A. SEJARAH KAUMAN
Kauman merupakan sebuah kampung tempat bermukimnya para ulama kraton. Ulama – ulama tersebut merupakan abdi dalem kraton. Abdi dalem tersebut disebut dengan abdi dalem pamethakan. Abdi dalem pamethakan merupakan abdi dalem kraton yang bertugas mengurusi masalah keagamaan, khususnya bidang kemasjidan. Para abdi dalem pamethakan tersebut diberi tempat di sekitar masjid. Beberapa keluarga abdi dalem tersebut saling berhubungan dan lama – kelamaan terbentuklah masyarakat Kauman. Dan tempat tinggal mereka disebut dengan Kampung Kauman.

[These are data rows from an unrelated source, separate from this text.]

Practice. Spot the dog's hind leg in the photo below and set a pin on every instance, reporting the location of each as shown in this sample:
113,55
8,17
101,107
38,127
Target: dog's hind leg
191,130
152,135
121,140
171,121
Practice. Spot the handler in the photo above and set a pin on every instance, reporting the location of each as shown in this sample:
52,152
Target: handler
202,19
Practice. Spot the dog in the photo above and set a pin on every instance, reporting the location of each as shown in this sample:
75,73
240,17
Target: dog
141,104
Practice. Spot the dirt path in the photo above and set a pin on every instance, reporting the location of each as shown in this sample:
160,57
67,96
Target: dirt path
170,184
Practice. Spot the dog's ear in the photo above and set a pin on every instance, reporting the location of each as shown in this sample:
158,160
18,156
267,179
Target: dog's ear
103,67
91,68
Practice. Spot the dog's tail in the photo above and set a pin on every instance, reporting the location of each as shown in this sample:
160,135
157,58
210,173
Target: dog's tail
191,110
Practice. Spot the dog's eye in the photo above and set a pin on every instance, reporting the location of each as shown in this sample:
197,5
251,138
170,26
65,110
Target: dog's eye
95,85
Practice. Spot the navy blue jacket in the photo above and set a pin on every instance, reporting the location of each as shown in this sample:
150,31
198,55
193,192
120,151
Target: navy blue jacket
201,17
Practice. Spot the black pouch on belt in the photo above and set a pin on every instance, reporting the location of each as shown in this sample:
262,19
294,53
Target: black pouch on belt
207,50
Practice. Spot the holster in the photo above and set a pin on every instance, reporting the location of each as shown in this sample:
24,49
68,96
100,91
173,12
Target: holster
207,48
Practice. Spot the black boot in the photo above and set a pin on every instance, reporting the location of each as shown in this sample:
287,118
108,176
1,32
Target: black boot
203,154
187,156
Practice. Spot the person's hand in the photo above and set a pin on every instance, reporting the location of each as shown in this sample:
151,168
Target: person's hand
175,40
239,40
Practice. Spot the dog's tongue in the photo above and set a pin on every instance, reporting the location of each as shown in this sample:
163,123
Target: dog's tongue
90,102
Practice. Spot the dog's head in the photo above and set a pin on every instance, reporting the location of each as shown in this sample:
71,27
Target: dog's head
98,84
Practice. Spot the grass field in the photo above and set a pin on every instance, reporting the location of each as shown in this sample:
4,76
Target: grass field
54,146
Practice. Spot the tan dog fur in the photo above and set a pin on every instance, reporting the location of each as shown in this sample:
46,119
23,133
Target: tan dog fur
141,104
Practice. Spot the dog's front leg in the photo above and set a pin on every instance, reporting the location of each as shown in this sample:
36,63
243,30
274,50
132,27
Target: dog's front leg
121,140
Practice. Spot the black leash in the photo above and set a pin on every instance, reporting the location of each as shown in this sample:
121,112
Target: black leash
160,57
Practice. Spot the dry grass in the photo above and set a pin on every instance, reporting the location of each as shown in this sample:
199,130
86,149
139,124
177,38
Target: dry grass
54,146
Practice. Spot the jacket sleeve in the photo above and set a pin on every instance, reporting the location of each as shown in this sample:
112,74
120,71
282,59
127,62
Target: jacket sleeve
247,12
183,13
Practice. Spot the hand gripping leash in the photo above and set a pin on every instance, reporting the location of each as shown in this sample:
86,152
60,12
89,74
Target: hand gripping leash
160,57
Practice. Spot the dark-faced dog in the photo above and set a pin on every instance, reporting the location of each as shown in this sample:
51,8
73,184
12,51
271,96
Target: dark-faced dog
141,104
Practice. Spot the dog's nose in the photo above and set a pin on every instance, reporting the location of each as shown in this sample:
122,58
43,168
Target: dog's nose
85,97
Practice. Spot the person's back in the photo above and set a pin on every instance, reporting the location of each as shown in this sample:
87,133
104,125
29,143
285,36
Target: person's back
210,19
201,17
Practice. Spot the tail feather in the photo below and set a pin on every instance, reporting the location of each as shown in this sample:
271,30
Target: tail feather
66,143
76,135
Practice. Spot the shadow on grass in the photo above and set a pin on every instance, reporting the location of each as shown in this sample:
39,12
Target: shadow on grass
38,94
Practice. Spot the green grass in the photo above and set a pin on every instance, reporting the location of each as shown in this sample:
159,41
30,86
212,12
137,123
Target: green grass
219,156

Lahirnya kampung Kauman erat kaitannya dengan kraton Yogyakarta. Karena para abdi dalem yang tinggal di Kauman tersebut bertindak sebagai alat birokrasi kerajaan di bidang keagamaan. Mereka bertugas mengurusi masjid Gedhe Yogyakarta. Oleh karena yang tinggal di sekitar masjid ini merupakan orang - orang yang menegakkan dan mengamalkan agama Islam, maka masyarakat sekitar menyebutnya sebagai qaaimuddin, orang – orang Jawa menyebutnya sebagai pakauman. Dan sekarang kampung ini lebih dikenal dengan nama Kauman.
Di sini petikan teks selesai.